Okay, now you know about the wasps, but I have not appropriate emphasized the sweat. No, that’s an understatement; the SWEAT. Rivulets running down our arms without end -that was our lot for the first day of trekking on flat, un-shaded savanna terrain between the city of Kédougou and the village of Bandafassi. Why would we do this to ourselves? 1) We wanna walk. It felt so good to get my heart pumping again. 2) Who wants to pay for a Quatre-quatre car at 50,000 francs par jour (~$100)?!?! We are poor students. We definitely brought canned food to save on lunches and sterilized shower water so that we wouldn’t have to pay for the bottled stuff. When our guide, Alfar, found out about that, we suddenly started getting free breakfasts at all of the campements. Its good to be a starving student! But I digress; the SWEAT. I never knew the true significance of this word until I perspired my entire bodyweight over the course of three days on that baked, savanna road. The shaded jungle treks, with only demi-rivultes running along the brow and not-quite-so-soaked clothing, felt exceptionally mild on the following few days. Ah! It was good to have to pee again! And dad, your Elmer’s Glue sunblock is the nectar of the gods; t’aint any other goo that’ll stick in spite of those rivers of sweat! (PS Don’t worry peeps; we drank LOTS of water.)

Other highlights?...

Learning some traditional pottery-making impromptu with the women of a hill-top village. I have an open invite to come back, perhaps during my rural visit in three weeks, to learn from them. So cool.

Alfonso the ity-bity monkey at the Dindenfelo campement. You will see pictures of him later. Suffice to say that he actually put his little lips to the lip of some fine china in an attempt to steal come coffee from breakfast. Absolute cutie, little rascal, and wild animal all in one.

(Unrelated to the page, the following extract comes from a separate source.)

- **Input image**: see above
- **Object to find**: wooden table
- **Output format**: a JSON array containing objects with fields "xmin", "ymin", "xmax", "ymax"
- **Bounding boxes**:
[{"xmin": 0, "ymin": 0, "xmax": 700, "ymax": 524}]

Peanuts! I’d never had a fresh peanut before this trip! Sure, I’d already realized the folly that is American peanuts. Pshaw! Those things are stale by the time they get to us. Real peanuts must be had in the country whose main export is peanuts. But in Dakar, I’d only had the grilled ones. Who knew that you ccould have them uncooked, with that lovely green flavor still embedded deep within? Since it is peanut season, every household that we stopped by offered us handfuls of peanuts fresh out of the ground. I found the peanut plants exceedingly interesting, with the peanuts as sorts of fungal-esk growths on the roots. I didn’t get to go out and pick peanuts with my buddies because I was feeling ill, but they got to get down and dirty, pulling up the stalks to uncover the root structures plein de cacahuetes – abundantly full of peanuts. These bundles of plants could be seen pilled on top of shade structures and unshelled peanuts were out drying in every yard. Peanuts were everywhere.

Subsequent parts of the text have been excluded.